ここでは、樽脇園の川根茶を少しだけご紹介します。


馥~かおり~

「馥(かおり)」は、樽脇園が自信を持っておすすめする煎茶の一つです。新茶の時期に収穫された茶葉を使用しており、華やかな香りが特徴的です。お茶好きの方はもちろん、お茶初心者の方にもおすすめです。

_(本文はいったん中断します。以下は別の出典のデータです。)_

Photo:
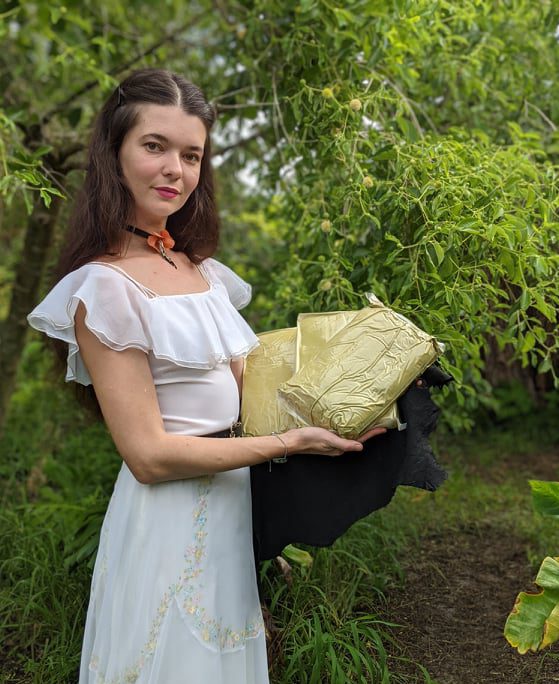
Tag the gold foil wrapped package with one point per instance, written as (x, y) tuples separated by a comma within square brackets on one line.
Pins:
[(266, 367), (348, 384), (314, 332)]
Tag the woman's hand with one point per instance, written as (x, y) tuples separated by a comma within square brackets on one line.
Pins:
[(313, 440)]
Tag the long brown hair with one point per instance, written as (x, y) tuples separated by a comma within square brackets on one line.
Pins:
[(105, 203)]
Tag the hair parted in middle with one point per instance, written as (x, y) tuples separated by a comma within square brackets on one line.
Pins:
[(105, 203)]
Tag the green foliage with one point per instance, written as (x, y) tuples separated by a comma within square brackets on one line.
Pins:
[(533, 623), (545, 496), (437, 192)]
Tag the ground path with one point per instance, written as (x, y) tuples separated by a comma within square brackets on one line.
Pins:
[(460, 586)]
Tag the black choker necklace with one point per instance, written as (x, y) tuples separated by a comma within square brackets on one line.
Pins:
[(158, 241)]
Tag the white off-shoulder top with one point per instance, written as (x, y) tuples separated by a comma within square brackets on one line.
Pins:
[(190, 339)]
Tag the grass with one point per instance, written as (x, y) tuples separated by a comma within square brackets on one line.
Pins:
[(58, 470)]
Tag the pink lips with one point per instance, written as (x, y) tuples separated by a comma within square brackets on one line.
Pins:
[(167, 193)]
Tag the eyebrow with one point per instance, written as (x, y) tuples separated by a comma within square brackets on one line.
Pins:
[(164, 139)]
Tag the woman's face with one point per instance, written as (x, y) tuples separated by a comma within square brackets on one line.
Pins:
[(160, 159)]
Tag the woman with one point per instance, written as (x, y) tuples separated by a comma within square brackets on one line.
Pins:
[(151, 322)]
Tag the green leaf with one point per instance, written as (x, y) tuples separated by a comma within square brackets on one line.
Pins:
[(545, 497), (533, 623), (299, 556)]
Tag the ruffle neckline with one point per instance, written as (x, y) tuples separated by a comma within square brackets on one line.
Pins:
[(195, 330)]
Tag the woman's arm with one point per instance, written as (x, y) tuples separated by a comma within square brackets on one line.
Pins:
[(127, 397)]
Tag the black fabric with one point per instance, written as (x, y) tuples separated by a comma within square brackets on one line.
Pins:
[(313, 499)]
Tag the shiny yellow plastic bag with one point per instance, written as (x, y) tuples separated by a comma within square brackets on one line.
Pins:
[(348, 385), (314, 332), (266, 367)]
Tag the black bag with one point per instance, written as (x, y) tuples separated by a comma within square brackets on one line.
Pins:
[(313, 499)]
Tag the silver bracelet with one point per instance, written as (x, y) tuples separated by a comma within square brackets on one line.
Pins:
[(280, 459)]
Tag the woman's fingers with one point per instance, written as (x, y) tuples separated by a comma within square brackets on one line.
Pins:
[(371, 433)]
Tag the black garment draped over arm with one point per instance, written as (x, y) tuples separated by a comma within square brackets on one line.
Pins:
[(313, 499)]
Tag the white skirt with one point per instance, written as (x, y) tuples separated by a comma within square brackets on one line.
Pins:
[(174, 598)]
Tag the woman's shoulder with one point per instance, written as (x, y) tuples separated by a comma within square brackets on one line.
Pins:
[(239, 291)]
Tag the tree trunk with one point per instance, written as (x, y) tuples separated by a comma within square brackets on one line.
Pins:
[(25, 290)]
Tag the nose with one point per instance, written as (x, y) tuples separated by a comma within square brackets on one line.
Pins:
[(172, 165)]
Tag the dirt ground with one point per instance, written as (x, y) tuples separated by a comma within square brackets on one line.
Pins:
[(459, 589)]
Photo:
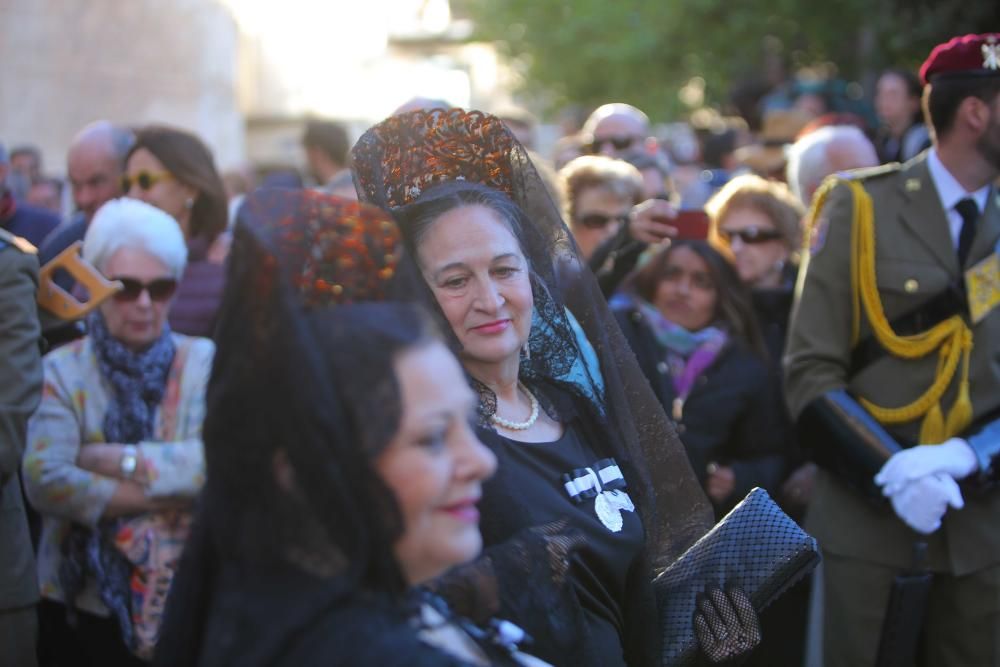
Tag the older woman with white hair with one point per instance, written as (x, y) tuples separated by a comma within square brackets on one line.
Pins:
[(114, 457)]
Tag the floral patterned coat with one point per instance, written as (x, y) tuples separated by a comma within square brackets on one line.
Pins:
[(75, 398)]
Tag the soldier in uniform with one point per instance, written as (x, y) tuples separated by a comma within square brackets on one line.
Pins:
[(894, 355), (20, 391)]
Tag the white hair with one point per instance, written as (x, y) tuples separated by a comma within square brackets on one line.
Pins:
[(810, 159), (130, 223)]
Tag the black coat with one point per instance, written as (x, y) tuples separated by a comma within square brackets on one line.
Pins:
[(730, 416)]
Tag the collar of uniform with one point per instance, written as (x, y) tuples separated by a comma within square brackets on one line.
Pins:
[(950, 190)]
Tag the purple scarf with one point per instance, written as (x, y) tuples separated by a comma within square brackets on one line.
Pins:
[(688, 353)]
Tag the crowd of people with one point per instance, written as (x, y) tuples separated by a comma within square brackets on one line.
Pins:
[(445, 401)]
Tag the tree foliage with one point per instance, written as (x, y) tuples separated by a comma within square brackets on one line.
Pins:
[(644, 51)]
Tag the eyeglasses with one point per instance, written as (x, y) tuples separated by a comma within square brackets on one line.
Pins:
[(750, 235), (159, 289), (145, 180), (599, 220), (620, 143)]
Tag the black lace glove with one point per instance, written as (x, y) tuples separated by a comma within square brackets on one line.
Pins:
[(726, 624)]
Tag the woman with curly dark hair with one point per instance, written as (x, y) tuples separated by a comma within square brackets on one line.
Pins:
[(173, 170)]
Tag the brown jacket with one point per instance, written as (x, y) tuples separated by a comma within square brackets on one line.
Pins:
[(20, 390), (915, 260)]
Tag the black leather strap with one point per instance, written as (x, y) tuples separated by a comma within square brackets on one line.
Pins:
[(845, 439), (934, 311)]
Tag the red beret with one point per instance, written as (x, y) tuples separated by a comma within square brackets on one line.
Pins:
[(968, 55)]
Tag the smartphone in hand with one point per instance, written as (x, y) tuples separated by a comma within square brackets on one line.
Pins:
[(691, 224)]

どのお茶を選べばよいか迷っている方は、まずこの『馥~かおり~』から始めてみてはいかがでしょうか。

紅茶

樽脇園の紅茶は、一年間冷蔵庫で寝かせており、味の角が取れたまろやかな味わいに仕上げられています。渋みが少なく、柔らかな口当たりは和菓子や懐石料理にもよく合います。

ほうじ茶

芳ばしい香りのほうじ茶です。ほうじ茶の魅力の一つに、カフェイン含有量が少ないことが挙げられます。通常、一番茶が最もカフェインが多く、続く二番茶、三番茶とカフェインの含有量が低くなります。

樽脇園のほうじ茶は、秋に収穫される三番茶を使用しており、カフェイン含有量が少ないため、妊婦や子供でも安心して飲むことができます。

5種類のシングルオリジン(品種茶5種)

お茶は農作物であり、シングルオリジン(特定の産地や品種の茶葉を使用して一つのお茶に仕上げられたもの)は、毎年同じ味になることはありません。

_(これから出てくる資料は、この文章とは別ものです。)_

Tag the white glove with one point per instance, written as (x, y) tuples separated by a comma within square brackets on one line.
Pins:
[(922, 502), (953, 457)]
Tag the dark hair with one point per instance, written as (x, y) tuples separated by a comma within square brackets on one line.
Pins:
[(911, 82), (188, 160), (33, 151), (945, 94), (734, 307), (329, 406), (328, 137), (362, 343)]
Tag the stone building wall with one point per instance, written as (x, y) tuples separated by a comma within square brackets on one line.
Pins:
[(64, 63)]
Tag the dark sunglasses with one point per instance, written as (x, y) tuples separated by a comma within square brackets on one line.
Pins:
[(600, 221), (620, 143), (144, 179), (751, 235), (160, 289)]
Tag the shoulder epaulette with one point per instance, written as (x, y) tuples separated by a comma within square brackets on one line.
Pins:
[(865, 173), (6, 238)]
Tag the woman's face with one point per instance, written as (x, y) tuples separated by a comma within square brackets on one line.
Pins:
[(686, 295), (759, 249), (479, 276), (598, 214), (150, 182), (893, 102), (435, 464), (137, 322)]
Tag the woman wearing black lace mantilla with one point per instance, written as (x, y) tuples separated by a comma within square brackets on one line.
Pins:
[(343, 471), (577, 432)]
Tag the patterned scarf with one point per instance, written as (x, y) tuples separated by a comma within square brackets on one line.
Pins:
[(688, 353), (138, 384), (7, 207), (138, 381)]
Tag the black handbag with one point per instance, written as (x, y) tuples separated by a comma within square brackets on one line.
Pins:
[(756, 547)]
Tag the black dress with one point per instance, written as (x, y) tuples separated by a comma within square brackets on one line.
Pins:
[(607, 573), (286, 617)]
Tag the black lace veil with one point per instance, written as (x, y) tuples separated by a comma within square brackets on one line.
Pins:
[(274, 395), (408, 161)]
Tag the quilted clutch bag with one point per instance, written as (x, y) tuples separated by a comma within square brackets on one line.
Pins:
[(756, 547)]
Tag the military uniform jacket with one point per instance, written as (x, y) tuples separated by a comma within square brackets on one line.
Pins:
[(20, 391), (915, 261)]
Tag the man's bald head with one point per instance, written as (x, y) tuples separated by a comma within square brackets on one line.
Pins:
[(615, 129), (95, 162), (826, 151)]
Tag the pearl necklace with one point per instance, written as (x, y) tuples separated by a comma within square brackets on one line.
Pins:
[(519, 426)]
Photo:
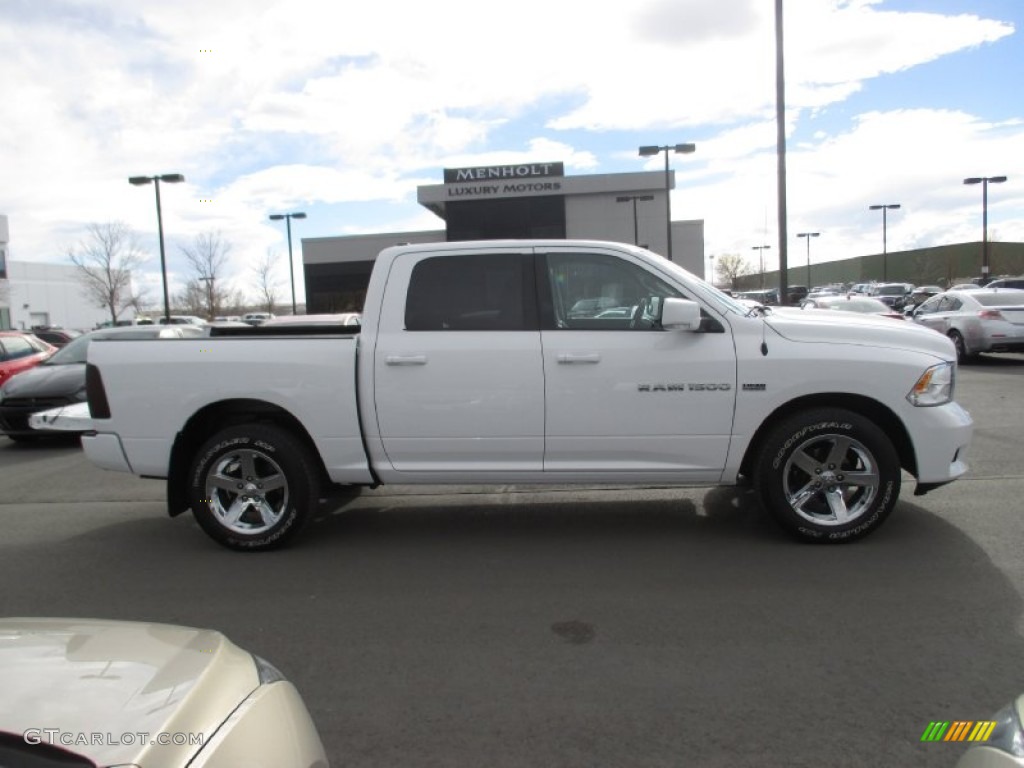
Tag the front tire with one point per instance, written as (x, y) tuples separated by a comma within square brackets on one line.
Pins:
[(253, 486), (828, 475)]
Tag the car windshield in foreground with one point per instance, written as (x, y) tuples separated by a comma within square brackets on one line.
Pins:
[(1003, 297)]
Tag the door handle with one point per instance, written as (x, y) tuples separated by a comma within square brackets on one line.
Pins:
[(406, 359), (568, 358)]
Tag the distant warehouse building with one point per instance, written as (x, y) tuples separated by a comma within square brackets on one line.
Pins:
[(511, 202), (42, 294)]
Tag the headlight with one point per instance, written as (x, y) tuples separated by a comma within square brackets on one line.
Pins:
[(935, 387), (1008, 734)]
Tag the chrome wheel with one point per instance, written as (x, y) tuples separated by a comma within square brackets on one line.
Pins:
[(247, 492), (830, 479), (827, 474)]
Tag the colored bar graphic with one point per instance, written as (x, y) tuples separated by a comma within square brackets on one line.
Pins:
[(958, 730), (982, 731), (934, 731)]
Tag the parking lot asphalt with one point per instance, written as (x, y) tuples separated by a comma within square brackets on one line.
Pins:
[(568, 627)]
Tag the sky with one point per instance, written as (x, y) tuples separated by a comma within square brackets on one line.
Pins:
[(342, 110)]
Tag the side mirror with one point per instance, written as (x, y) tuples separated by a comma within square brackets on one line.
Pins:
[(680, 314)]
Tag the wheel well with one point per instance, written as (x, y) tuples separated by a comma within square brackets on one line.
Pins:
[(881, 415), (215, 417)]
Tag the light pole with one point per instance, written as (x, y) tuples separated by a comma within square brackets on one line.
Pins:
[(984, 181), (885, 208), (761, 254), (170, 178), (291, 266), (634, 198), (650, 151), (209, 295), (807, 237)]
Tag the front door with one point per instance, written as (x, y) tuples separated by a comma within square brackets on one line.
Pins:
[(626, 397)]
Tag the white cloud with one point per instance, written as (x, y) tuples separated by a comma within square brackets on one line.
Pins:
[(264, 104)]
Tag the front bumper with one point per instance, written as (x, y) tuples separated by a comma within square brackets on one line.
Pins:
[(941, 437)]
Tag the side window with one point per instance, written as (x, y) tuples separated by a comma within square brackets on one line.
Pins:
[(17, 347), (479, 292), (591, 291)]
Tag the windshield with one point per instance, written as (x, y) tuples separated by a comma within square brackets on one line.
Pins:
[(73, 351), (706, 290)]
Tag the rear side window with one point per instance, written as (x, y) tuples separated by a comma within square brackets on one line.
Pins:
[(479, 292), (1003, 298)]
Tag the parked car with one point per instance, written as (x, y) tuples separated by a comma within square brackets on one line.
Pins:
[(20, 351), (852, 303), (1007, 283), (184, 696), (55, 336), (256, 318), (181, 320), (797, 294), (59, 379), (921, 294), (893, 294), (351, 320), (982, 321)]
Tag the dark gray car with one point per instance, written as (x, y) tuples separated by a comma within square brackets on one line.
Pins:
[(59, 380)]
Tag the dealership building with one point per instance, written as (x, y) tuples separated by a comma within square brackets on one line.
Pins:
[(527, 201)]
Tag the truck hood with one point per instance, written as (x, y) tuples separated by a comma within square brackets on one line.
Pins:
[(86, 677), (826, 327)]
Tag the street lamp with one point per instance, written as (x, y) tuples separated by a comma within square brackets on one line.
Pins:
[(291, 267), (807, 237), (650, 151), (634, 198), (209, 295), (885, 225), (984, 181), (761, 253), (170, 178)]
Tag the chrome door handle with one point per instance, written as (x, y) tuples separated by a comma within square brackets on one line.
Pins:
[(406, 359)]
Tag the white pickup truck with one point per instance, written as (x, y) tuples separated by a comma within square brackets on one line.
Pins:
[(535, 361)]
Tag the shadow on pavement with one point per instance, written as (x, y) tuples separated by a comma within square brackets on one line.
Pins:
[(630, 628)]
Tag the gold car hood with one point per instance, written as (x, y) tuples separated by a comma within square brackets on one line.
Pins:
[(111, 690)]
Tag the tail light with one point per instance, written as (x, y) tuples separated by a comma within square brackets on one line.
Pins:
[(95, 393)]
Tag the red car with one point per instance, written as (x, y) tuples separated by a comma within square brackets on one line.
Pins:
[(20, 351)]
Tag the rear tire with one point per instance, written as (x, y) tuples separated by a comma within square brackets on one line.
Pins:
[(253, 486), (827, 475)]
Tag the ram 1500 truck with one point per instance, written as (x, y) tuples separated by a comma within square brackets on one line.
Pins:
[(535, 361)]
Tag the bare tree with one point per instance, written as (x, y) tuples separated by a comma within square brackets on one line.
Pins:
[(205, 292), (104, 259), (728, 266), (266, 282)]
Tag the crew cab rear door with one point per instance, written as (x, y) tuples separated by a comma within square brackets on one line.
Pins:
[(623, 395), (458, 377)]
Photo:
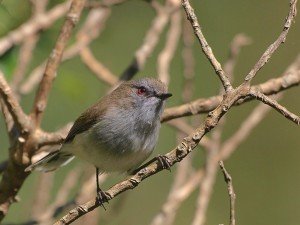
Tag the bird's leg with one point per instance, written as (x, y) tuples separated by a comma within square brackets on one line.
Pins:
[(102, 197), (164, 161)]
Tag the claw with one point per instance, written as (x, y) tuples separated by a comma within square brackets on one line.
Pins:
[(164, 161), (102, 197)]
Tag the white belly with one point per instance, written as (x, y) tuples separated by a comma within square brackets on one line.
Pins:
[(84, 148)]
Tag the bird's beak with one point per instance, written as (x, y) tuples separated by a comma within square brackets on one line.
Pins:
[(164, 96)]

樽脇園では、年々変化するお茶の味わいを楽しんでいただくために、5種類のシングルオリジンを提供しています。2023年現在、提供されている品種茶は以下の5種類です:やぶきた、やまのいぶき、つゆひかり、ふじみどり、おくみどり。

これらの品種茶は、全て樽脇園が栽培した茶葉を使用しており、それぞれ特徴的な味わいと香りが楽しめます。

新月茶・満月茶

新月茶と満月茶は、月の満ち欠けに合わせて収穫されるお茶であり、それぞれ味と香りに特徴があります。月の満ち欠けは、地球の水と密接に関連した潮汐力(潮の満ち引き現象)としても知られており、作物の成長にも影響を与えるとされています。

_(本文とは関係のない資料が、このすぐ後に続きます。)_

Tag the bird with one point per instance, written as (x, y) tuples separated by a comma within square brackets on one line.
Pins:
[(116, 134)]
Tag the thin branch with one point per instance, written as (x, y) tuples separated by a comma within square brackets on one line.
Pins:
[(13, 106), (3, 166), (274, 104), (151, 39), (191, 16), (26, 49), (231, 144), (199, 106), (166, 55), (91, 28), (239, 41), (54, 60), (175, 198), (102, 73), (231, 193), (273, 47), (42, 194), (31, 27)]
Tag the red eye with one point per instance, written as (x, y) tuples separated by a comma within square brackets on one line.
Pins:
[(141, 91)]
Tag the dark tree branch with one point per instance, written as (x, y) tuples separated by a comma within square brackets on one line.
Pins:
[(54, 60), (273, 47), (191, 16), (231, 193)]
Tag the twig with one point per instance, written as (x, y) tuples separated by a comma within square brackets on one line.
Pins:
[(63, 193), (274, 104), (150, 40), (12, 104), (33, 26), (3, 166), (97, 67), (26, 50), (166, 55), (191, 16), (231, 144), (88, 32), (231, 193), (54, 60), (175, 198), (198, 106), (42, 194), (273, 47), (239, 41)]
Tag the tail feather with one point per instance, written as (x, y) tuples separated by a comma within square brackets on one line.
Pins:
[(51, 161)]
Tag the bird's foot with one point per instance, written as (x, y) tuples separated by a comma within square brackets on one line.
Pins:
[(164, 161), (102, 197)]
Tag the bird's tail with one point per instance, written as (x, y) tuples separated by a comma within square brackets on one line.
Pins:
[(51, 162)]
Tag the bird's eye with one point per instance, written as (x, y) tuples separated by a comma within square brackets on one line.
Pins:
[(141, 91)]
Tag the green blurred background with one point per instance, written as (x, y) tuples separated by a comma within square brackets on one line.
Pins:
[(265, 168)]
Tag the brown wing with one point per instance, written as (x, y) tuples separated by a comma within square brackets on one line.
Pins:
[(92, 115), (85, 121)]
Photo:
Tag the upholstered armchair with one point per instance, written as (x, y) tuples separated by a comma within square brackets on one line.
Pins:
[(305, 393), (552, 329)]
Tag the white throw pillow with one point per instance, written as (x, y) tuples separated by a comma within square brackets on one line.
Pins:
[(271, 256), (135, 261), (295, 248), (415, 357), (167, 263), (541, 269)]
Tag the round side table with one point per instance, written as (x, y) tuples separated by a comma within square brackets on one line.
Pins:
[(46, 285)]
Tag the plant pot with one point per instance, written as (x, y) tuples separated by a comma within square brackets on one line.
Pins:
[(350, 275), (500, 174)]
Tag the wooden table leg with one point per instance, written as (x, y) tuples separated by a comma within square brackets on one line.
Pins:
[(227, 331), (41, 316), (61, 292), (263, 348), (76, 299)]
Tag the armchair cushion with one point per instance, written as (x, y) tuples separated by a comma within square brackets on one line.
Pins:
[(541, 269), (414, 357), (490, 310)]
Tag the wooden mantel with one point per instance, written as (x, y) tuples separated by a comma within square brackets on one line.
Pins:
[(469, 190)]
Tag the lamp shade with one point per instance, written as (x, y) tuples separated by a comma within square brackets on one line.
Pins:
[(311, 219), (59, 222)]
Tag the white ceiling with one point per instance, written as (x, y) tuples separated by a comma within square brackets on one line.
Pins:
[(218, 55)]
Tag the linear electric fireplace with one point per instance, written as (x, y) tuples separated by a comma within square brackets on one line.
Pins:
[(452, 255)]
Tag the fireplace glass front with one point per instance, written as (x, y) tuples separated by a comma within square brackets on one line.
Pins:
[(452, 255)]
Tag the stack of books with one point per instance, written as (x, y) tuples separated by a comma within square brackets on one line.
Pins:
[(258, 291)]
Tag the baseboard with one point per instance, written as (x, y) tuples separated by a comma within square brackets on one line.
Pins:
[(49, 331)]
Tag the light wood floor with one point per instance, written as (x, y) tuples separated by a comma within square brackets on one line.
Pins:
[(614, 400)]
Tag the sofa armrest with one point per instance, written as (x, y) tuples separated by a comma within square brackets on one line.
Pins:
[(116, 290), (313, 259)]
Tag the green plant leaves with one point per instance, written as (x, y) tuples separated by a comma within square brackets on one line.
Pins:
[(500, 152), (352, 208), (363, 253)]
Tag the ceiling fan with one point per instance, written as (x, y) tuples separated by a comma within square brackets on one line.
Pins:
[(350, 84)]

新月茶は、新月前の7日間に収穫された茶葉を使用しています。比較的軽やかで爽やかな味わいが特徴であり、飲みやすいお茶です。

一方、満月茶は、満月前の7日間に収穫されたお茶を使用しています。芳醇な香りや深い味わいを持っており、高級茶として扱われています。

お茶だけじゃない!樽脇園のエッセンシャルオイルブランド「KAGYA JAPAN ( カグヤ ジャパン ) 」

静岡県川根本町では、良質なお茶作りに適した気候を利用して、柚子栽培も盛んです。樽脇園では、柚子の有機栽培にも取り組んでおり、収穫した柚子を原料にエッセンシャルオイルを開発しました。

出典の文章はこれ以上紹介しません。